Differential Correspondences and Control Theory

Abstract: When a differential field $K$ having $n$ commuting derivations is given together with two finitely generated differential extensions $L$ and $M$ of $K$, an important problem in differential algebra is to exhibit a common differential extension $N$ in order to define the new differential extensions $L\cap M$ and the smallest differential field $(L,M)\subset N$ containing both $L$ and $M$. Such a result allows to generalize the use of complex numbers in classical algebra. Having now two finitely generated differential modules $L$ and $M$ over the non-commutative ring ring $D=K[d_1,... ,d_n]=K[d]$ of differential operators with coefficients in $K$, we may similarly look for a differential module $N$ containing both $L$ and $M$ in order to define $L\cap M$ and $L+M$. This is {\it exactly} the situation met in linear or non-linear OD or PD control theory by selecting the inputs and the outputs among the control variables.
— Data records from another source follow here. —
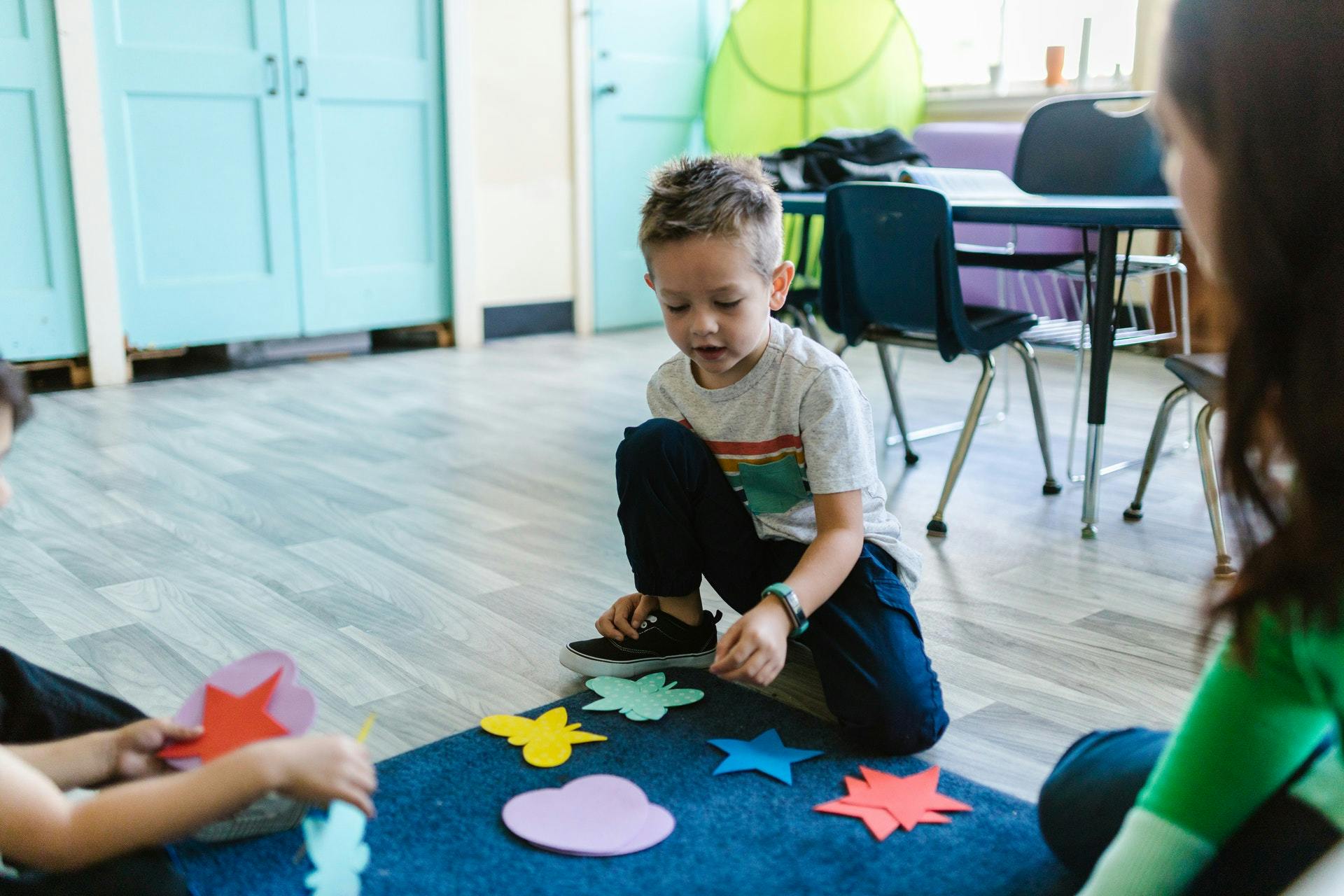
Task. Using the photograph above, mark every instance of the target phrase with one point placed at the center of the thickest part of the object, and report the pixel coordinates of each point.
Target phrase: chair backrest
(1081, 147)
(889, 258)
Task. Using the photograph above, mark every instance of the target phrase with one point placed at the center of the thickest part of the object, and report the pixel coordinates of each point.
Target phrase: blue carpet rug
(440, 832)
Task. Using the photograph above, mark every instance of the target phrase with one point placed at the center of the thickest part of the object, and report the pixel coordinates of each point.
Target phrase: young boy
(62, 735)
(758, 473)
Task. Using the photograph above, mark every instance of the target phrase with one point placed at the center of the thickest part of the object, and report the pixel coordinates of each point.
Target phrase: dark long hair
(14, 393)
(1261, 83)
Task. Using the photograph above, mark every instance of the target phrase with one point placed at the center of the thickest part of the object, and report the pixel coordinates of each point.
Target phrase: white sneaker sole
(632, 668)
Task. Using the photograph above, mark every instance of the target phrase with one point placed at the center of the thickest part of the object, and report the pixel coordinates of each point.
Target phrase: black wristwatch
(792, 605)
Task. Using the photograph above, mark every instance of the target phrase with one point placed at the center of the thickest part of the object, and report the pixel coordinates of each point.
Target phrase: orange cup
(1054, 66)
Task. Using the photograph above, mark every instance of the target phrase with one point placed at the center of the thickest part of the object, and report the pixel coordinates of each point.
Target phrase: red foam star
(230, 723)
(886, 802)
However, in many recent books and papers, we have shown that controllability was a {\it built-in} property of a control system, not depending on the choice of inputs and outputs. The main purpose of this paper is to revisit control theory by showing the specific importance of the two previous problems and the part plaid by $N$ in both cases for the parametrization of the control system. The essential tool will be the study of {\it differential correspondences}, a modern name for what was called {\it B\"{a}cklund problem} during the last century, namely the study of elimination theory for groups of variables among systems of linear or nonlinear OD or PD equations. The difficulty is to revisit {\it differential homological algebra} by using non-commutative localization. Finally, when $M$ is a $D$-module, this paper is using for the first time the fact that the system $R=hom_K(M,K)$ is a $D$-module for the Spencer operator acting on sections.